MANY have wondered why so many Polish Catholic priests were imprisoned by the Nazis, and Catholic propagandists in America have used this fact as proof that the Catholic church was not friendly to Hitler’s regime. Even while these things were happening during the war, we found it very difficult to convince people that persecution of priests under Fascism and Nazism was actually the work of the Catholic Church itself, in collaboration with the Gestapo.
Proof of this is now coming to light. One of the first acts of the present government in Poland was to renounce the concordat between the Vatican and the former government of Poland, chiefly because the Vatican appointed German bishops in Poland to, force obedience of Polish Catholic priests to their Nazi rulers. Among these was Bishop Karl Maria Splett, who was brought to trial in Danzig on January 31 of this year, charged, according to the N. Y. Herald Tribune report, of February 2, with “collaborating with the Gestapo… and of causing many Polish priests to be sent to concentration camps.” Later reports from Warsaw stated that Bishop Splett had been found guilty and sentenced to eight years imprisonment.
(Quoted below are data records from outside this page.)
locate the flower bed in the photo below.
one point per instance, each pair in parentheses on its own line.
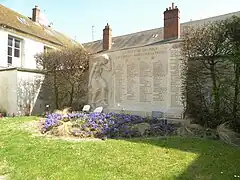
(101,125)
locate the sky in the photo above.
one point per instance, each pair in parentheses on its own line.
(76,18)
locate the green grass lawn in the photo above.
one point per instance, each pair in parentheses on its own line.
(23,156)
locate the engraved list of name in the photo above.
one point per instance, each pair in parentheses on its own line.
(143,76)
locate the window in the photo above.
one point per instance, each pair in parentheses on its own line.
(14,49)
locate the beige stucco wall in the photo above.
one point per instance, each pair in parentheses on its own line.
(8,95)
(29,99)
(138,80)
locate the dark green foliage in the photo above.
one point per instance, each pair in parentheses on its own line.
(212,72)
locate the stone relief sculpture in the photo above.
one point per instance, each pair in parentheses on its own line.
(98,86)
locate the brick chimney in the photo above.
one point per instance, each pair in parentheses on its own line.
(107,38)
(35,14)
(172,23)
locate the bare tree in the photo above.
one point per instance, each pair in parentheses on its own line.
(65,72)
(233,25)
(204,49)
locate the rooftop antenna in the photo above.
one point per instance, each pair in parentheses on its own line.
(93,32)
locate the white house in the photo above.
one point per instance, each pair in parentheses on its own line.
(21,38)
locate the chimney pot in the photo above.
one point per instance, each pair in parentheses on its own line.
(35,14)
(172,23)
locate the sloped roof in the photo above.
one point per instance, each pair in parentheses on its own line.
(22,24)
(148,37)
It should really surprise no one that Catholic church authorities should cooperate in persecuting its own priests and people if they refuse to fall in with its political plans as set by Rome. It was for this purpose that the Inquisition was established in days gone by. In our time, the Nazi Gestapo, with Catholic Heinrich Himmler at its head, was used instead. For the object of the Vatican’s Concordats with the Axis dictators was, to wipe out all liberal groups within the Catholic church, as well as in the State, and thereby unite all of Europe under the authoritarian control of Pope and dictators. Priests in Poland and other small countries naturally resented this and joined with their people in fighting for their country’s independence, against both the Nazis in government affairs, and German bishops in church matters.
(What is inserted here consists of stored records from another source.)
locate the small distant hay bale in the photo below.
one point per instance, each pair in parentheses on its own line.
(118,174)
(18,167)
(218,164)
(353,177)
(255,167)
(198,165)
Catholics in America cannot understand this, and resent every criticism of Catholic church politics as religious intolerance. They will not believe that the most bitter enemies of the Catholic hierarchy in European countries are not Protestants or Communists, but the Catholic people and priests themselves, who have to fight their church’s politics in self-defense. What confutes the issue still more is, that here and there even some bishop or cardinal will fight the Vatican in defense of their people’s rights. This happened in Spain where a bishop and a cardinal opposed Franco and were ousted for so doing.